The enforced rules of Java compilation make it necessary. Java needs to know what is in the domain of code in order to validate the rules are followed. The domain is the set of jar files in your classpath.
If you implement an interface, the non-abstract implementing class or the non-abstract children of a class implementing an interface need to implement the interface. Override annotations need to be satisfied. References to other methods need to be visible, from both the code perspective and the human perspective. If a method uses a method in a different class or interface, the signature of the method needs to be known by the calling class.
How would I approach it?
I'll use "classifiers" to refer to both classes and interfaces.
You want to start with a set of known validated classifiers and known unvalidated classifiers.
Start with the known unvalidated classifiers are all the classifiers in your target project and known validate classifiers is empty.

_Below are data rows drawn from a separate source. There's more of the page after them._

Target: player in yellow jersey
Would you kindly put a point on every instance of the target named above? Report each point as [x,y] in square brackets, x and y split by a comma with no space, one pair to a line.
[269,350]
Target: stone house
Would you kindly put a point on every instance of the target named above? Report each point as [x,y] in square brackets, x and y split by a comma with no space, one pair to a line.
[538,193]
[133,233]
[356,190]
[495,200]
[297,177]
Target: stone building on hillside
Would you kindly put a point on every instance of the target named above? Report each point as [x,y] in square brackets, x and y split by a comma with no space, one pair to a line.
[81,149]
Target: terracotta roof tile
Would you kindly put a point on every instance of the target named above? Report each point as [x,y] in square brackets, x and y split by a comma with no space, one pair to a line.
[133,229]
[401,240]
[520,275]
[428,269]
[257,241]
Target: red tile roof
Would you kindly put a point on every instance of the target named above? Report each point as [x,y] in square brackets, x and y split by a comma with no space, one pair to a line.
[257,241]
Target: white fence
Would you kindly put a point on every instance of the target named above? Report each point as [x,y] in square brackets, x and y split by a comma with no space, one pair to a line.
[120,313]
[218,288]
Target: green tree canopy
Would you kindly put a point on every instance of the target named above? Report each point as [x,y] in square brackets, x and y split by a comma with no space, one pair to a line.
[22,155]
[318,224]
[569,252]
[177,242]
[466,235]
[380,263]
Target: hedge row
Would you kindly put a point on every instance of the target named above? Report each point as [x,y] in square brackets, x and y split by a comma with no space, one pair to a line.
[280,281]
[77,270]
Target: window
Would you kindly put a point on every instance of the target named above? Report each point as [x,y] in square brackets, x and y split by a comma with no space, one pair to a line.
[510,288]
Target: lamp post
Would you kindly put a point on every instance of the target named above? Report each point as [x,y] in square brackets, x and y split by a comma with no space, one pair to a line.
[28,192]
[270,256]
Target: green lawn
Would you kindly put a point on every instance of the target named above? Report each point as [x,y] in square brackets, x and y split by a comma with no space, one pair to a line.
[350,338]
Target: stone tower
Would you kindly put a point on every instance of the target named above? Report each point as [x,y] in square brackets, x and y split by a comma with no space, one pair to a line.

Go through each of the unvalidated classifiers and identify any classifiers used that are not already known and add them to the unvalidated classifiers set.
Validate that the current unvalidated classifier is on the classpath. Error if not found.
Move the processed classifier from unvalidated to validated.
Repeat this process until all classifiers have been validated.
Classifiers used includes field types, method return types, method parameter types, variable types in parameters, extended classes, implemented interfaces, annotations, and in some cases Javadoc references. Depending on your project rules, going solely by imports could miss some things. An interface may be in the same package but sourced from a different project.
Why do reflection and Spring-configuration need to be out of scope?
Such actions use text-based handoffs to get code done. Reflection can create a classes using the string "Package.classname" without being identified as a "used class". These concepts would require extra handling beyond the scope of a pure source code analysis or bytecode analysis.
If you want to dive deeper, the Java Virtual Machine specification can give you a deeper understanding of what a class file needs to run. Specifically "4. The class File Format" in the Java 10 spec and "5. Loading, Linking, and Initializing".